Other than the slightly damp and cold weather, we had a pretty good Halloween this year. Daughter and friends carved pumpkins at our house. I broke out the power tools and drilled holes in my own pumpkin. We had lots of Trick-or-Treaters but somehow ended up with a bit too much candy, including an excessive number of Tootsie Rolls which I've since managed to eat.
But the highlight of Halloween 2009 was when I stopped at the grocery store and found the produce guy dressed in a banana suit, pushing carts in from the parking lot. Then, as if that wasn't enough excitement for one holiday, another banana showed up at our house for Trick-or-Treat. The girl in this banana suit assured me that she wasn't related to the grocery store banana, even though I told her that there was a strong family resemblance. :-)

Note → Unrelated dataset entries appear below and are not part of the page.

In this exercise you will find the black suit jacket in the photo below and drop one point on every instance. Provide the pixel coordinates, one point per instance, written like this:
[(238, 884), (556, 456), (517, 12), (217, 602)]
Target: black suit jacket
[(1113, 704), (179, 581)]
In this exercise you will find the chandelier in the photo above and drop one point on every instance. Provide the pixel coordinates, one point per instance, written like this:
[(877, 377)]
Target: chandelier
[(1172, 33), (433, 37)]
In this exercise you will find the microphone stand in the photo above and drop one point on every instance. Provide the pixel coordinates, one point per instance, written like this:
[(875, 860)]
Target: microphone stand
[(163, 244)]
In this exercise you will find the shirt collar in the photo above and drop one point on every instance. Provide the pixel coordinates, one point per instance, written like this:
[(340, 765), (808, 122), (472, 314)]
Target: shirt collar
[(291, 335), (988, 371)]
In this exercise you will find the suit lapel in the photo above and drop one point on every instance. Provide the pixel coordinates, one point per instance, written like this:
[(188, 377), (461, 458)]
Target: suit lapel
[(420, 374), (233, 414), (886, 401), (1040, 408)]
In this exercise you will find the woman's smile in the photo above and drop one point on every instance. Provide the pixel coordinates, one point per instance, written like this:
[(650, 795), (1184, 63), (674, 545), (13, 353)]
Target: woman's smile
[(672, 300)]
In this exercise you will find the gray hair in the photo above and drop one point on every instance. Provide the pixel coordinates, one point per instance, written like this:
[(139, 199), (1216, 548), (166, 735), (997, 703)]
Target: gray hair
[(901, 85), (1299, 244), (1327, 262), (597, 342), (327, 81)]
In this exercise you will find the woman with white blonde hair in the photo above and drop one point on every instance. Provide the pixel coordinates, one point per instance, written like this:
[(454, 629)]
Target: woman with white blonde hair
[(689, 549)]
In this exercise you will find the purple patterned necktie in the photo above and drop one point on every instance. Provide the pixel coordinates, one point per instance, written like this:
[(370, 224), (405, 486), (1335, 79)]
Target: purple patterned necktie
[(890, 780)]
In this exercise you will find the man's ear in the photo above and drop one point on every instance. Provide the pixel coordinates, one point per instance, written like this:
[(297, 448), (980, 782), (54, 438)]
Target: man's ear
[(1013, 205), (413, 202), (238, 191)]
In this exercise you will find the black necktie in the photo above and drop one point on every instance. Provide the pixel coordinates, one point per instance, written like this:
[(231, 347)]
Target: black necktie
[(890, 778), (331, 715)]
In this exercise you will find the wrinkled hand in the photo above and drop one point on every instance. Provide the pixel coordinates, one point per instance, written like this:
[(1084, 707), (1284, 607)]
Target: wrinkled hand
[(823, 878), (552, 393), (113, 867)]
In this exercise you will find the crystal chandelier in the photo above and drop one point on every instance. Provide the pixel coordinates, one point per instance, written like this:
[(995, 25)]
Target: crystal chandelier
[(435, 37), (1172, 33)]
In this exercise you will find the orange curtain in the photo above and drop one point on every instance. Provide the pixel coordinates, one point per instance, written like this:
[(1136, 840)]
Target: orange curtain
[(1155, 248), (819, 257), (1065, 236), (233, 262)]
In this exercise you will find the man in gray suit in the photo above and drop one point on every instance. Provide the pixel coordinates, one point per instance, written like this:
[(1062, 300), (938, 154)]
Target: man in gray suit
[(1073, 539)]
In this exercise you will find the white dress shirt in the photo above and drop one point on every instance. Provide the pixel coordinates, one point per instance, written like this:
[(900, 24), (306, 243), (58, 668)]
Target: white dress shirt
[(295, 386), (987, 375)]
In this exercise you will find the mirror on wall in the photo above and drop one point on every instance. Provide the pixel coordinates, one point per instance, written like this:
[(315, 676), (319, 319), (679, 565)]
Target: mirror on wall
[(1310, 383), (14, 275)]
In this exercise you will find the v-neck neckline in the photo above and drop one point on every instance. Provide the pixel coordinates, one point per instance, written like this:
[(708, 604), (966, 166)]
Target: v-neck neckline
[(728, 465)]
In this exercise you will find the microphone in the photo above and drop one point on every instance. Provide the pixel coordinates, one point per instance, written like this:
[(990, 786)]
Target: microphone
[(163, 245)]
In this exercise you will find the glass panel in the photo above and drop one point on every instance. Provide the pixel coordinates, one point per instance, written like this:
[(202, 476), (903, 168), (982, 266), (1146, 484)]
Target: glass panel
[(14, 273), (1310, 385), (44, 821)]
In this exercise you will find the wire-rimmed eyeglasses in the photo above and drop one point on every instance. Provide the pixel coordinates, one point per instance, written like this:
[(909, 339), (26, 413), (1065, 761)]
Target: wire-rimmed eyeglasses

Here in central Iowa, Trick-or-Treaters are traditionally expected to tell a joke to get candy. Now, I know plenty of slackers who will waive this requirement and dole out the candy without the trick, but not me. Unless you're very young or painfully shy, I insist on a joke! Here are some of the best (or at least most coherent) riddles of the evening:
What do you call a cow lying on the ground? Ground beef. (That's a real Iowa joke for ya.)
What do you call a cross between a brown cow and a chicken? (Trendwatch: Lots of cow jokes this year.) Brown-chicka-brown cow (sing the punch line).
Why did Britney Spears get hit by a truck? Because she said, "Hit me baby one more time." (Oh, my.)
And I'll leave you with this little gem...
How do you wake up Lady Gaga? Poker Face.